Imagine, for a moment, that President Biden meant what he said when he blurted out, “For God’s sake, this man cannot remain in power!”

Biden has insisted he wasn’t walking back anything he said, and then walked it back further: “I’m not walking anything back. The fact of the matter is, I was expressing the moral outrage I felt towards the way Putin is dealing, the actions of this man, just, just brutality… But I want to make it clear, I wasn’t then, nor am I now, articulating a policy change. I was expressing the moral outrage I feel, and I make no apologies for it.”

If the U.S. did make a policy change, and wanted to remove Vladimir Putin from power, what would we do? What could we do?

Assassination? We’ve seen in history how often that goes terribly wrong. Putin has been paranoid about assassination attempts for years, using food tasters since at least 2012. Trying to assassinate Putin would have a low chance of success, and any exposure of the plot would be disastrous for the United States; the Russian government could and likely would interpret the assassination or its attempt as an act of war.

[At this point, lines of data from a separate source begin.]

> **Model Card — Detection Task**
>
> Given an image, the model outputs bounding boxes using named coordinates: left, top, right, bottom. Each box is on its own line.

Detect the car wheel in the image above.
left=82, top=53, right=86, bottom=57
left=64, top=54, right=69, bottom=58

Speaking of war, could the U.S. give Vladimir Putin the Saddam Hussein treatment? No, that’s logistically impossible; not even all of NATO combined has enough manpower to invade and subdue all of Russia.

The most promising path would be to stir up the Russian public’s discontent with Putin and hope that an popular uprising topples him from power. You could argue that the sweeping economic sanctions imposed on Russia are a backdoor attempt at this outcome; the hope is that the economic pain becomes so severe that the Russian people decide they’ve had enough of Putin’s invasion and all-around belligerence and figure out some way to remove him from power.

In recent weeks, we’ve seen some courageous and surprisingly widespread Russian protests against the invasion of Ukraine. No doubt, plenty of Russians can see the invasion is having catastrophic effects on their country, and want nothing to do with Putin’s aggressive agenda. But so far, those protests do not appear to be anything that Putin’s far-reaching, iron-fisted security state cannot handle. In the past decades, fairly sizable protests against Putin have come and gone, and Putin’s grip on power remained as strong as ever.

Secretly funding opposition groups? More efforts to puncture Putin’s wall of propaganda? Attempts to widen divisions in Russian society, and encourage the formations of splinter factions? Any of those options could theoretically someday become a tipping point that spurred Russians to rise up against Putin, but they’re not particularly likely to work, and they certainly aren’t likely to work fast. Brutal dictators rarely come down without a fight. Sometimes the people rise up in discontent and you get an outcome like the fall of the Berlin Wall or the Romanian revolution of 1989. And sometimes the people rise up in discontent and you get Tiananmen Square or the protests against the Iranian mullahs in recent years.

There are not a lot of good options – and we have particularly good reasons to be a little more cautious or less provocative in how we treat a regime that has nuclear weapons. Yes, many Americans wish someone else was ruling Russia. We wish someone nicer than Xi Jinping was ruling China, and someone nicer than Kim Jong Un was ruling North Korea, and someone nicer than the mullahs was ruling Iran. But they’re not, which means we have to figure out how to advance our interests in a world where those thugs are running the show in foreign capitals. Opposing a regime – and exposing how it rules against the will of the people – is not the same as actively taking actions to overthrow that regime. Perhaps we can give any of those regimes a secret shove when they start to look wobbly.

Even if the U.S. wanted to depose Vladimir Putin, it doesn’t have any realistic plans on how to do that. And presidents should probably not blurt out longshot ideas because they’re angry.